Langer understands that it is vital from a fan perspective and that of a broadcaster that maximum amount of cricket is being played. The former opener says that it’s a poor advertisement of the game that the play is halted because of wet grass, especially after losing a lot of game time in 2020 due to the covid0-19 pandemic.
“As a cricket tragic that I am, and also now watching the business of sport, it’s so disappointing for us not to be playing cricket. We’ve talked about getting cricket back on the airwaves and TV screens to make Australians happy, after what’s been a tough 2020, so not to be able to play because of a bit of soggy grass, it’s one of the areas we need to look at in cricket,” Justin Langer told Fox Cricket.
That’s an area where cricket could definitely improve: Justin Langer
There have been some bizarre reasons for play to be stopped; sometimes rain, and later wet grass, recently in New Zealand play was halted because of direct sunlight into the batsman’s eyes. Here what adds to Langer’s frustration is that Australia could miss a chance of winning the match if the rain situation persists – in case of a draw India would retain the Border-Gavaskar Trophy.

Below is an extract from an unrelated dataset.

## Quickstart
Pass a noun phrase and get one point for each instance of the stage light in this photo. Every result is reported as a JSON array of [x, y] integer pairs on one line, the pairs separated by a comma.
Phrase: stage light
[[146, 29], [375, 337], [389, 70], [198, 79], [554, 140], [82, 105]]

The 50-year-old says that while the play will start half an hour early, it wouldn’t be enough to compensate for the lost time – there is rain predicted for the rest of the game as well. Langer strongly opines that something needs to be done on the matter of lost time due to rain.
“The umpires did what they had to do, but as a sport, we need to look at that, no doubt about it. I think it’s where cricket shoots itself in the foot,” Justin Langer added.
“It’s great they are starting half an hour early today, but could they start even earlier, half an hour earlier, and say ‘we’re going to have a shorter lunch break’ just to get that time in, knowing there might be some rain in the next couple of days. I think that’s an area where cricket could definitely improve,” the former batsman feels.